The study will be presented today during the 2021 American Academy of Neurology Annual Meeting.
Jazz Pharmaceuticals today announced favorable results from its phase 3 clinical trial of a mixed-salts oral solution for the treatment of adults with idiopathic hypersomnia (IH).1
The study data will be presented during the Clinical Trials Plenary Session of the 2021 American Academy of Neurology (AAN) Annual Meeting today.

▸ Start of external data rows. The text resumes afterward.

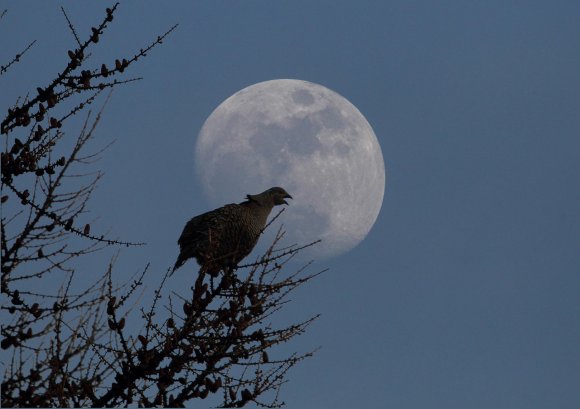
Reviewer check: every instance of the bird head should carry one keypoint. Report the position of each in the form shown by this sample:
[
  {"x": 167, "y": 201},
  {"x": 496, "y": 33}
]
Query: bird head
[{"x": 272, "y": 197}]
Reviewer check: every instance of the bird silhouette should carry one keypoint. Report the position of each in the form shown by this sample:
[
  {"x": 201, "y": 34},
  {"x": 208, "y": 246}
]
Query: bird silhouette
[{"x": 221, "y": 238}]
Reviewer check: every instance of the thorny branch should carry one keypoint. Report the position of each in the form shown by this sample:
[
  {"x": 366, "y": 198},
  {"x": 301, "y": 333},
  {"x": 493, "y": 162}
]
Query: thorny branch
[{"x": 71, "y": 341}]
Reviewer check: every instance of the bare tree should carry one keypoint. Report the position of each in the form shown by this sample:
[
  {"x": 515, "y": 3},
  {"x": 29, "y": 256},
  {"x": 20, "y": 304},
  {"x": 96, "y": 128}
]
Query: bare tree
[{"x": 69, "y": 345}]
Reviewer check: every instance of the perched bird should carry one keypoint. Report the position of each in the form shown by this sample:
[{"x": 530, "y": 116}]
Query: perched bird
[{"x": 221, "y": 238}]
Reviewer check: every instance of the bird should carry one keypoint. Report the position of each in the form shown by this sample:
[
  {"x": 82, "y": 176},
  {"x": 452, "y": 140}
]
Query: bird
[{"x": 221, "y": 238}]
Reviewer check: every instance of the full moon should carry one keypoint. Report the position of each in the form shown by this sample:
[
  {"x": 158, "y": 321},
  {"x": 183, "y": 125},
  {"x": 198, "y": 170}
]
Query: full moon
[{"x": 307, "y": 139}]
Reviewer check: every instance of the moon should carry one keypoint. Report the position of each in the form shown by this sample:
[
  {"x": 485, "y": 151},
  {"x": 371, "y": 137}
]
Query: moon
[{"x": 307, "y": 139}]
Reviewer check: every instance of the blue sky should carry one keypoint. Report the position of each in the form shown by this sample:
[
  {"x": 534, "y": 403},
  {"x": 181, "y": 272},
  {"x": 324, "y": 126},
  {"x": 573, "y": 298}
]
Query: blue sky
[{"x": 465, "y": 292}]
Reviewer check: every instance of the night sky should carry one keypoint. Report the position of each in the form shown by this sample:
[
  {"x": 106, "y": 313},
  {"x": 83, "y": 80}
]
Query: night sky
[{"x": 466, "y": 292}]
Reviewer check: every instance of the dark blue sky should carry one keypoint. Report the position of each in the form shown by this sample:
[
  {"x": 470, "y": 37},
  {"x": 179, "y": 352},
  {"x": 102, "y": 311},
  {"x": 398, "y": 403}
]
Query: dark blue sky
[{"x": 465, "y": 294}]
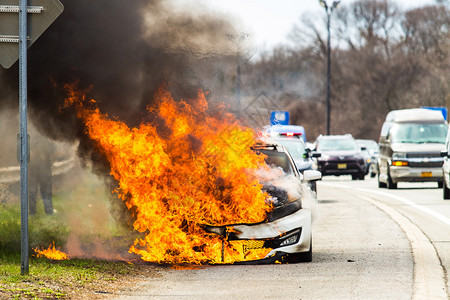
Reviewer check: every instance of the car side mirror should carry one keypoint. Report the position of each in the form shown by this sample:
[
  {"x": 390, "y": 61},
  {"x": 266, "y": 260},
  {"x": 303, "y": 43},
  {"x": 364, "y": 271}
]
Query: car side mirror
[{"x": 311, "y": 175}]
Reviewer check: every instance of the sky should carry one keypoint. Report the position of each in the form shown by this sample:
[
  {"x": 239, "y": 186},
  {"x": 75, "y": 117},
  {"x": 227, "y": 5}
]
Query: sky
[{"x": 270, "y": 21}]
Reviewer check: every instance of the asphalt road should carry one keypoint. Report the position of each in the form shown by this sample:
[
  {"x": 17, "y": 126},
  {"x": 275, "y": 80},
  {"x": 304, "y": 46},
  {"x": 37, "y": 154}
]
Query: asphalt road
[{"x": 368, "y": 243}]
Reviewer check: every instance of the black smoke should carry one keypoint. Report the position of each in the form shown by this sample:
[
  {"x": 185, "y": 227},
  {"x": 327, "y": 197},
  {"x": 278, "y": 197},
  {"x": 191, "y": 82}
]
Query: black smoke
[{"x": 123, "y": 51}]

Patients with IH experience chronic excessive daytime sleepiness, which is characterized by the inability to stay awake and alert during the day; consequently, patients suffer an irrepressible need to sleep or unplanned lapses into sleep or drowsiness that is unrelated to other medical, behavioral, or psychiatric conditions. Additionally, IH can manifest through prolonged main sleep episodes of more than 9 hours, sleep durations of 11 hours or more over a 24-hour period, prolonged and non-restorative nighttime sleep, long and unrefreshing naps, and severe sleep inertia.
The calcium, magnesium, potassium, and sodium oxybates oral solution (Xywav, also called JZP-258) is a lower-sodium oxybate that has been approved by the FDA for the treatment of cataplexy or excessive daytime sleepiness in individuals 7 years of age and older with narcolepsy and is currently being investigated for the treatment of IH in adults. Though investigators have not pinned down the treatment’s precise method of action, it is hypothesized that JZP-258 employs γ-aminobutyric acid metabotropic receptors (GABAB) during sleep at noradrenergic and dopaminergic neurons, as well as thalamocortical neurons.
The phase 3, multi-national, double-blind, multicenter, placebo-controlled randomized withdrawal study included 154 patients between the ages of 18 and 75 years diagnosed with IH according to the International Classification of Sleep Disorders ICSD-2 or ICSD-3 criteria.2 Investigators evaluated change in Epworth Sleepiness Scale (ESS) score within a 2-week time frame, with lower scores indicating less daytime sleepiness. The study design also included a titration and optimization period of up to 14 weeks, a JZP-258 stable-dose period (SDP) of 2 weeks, followed by 1:1 randomization to either the treatment group or placebo.1
Researchers from the study reported that at the end of the double-blind randomized withdrawal period, patients in the placebo group (n=59) experienced significant worsening in ESS scores compared with those continuing JZP-258 treatment (n=56). At the beginning of the study, participants displayed a mean Idiopathic Hypersomnia Severity Scale (IHSS) score of 31.6; by the end of SDP, the mean was 15.3.
The most comment adverse events (AEs) for JZP-258 were nausea (21.4%), headache (16.2%), dizziness (11.7%), anxiety (10.4%), and vomiting (10.4%).
"The dramatic improvements Xywav provided for participants within this study give hope to not only those living with idiopathic hypersomnia, but also to their families, friends and care teams," said Yves Dauvilliers, MD, director of the Sleep Disorders Centre at the Gui de Chauliac Hospital in Montpellier, France, and lead investigator of the phase 3 study.
"People with idiopathic hypersomnia sleep a normal, or longer than normal, amount of sleep each night, but still experience excessive sleepiness during the day.6,7 If the new indication is approved by the FDA, I believe Xywav will make an immediate impact on patients living with idiopathic hypersomnia."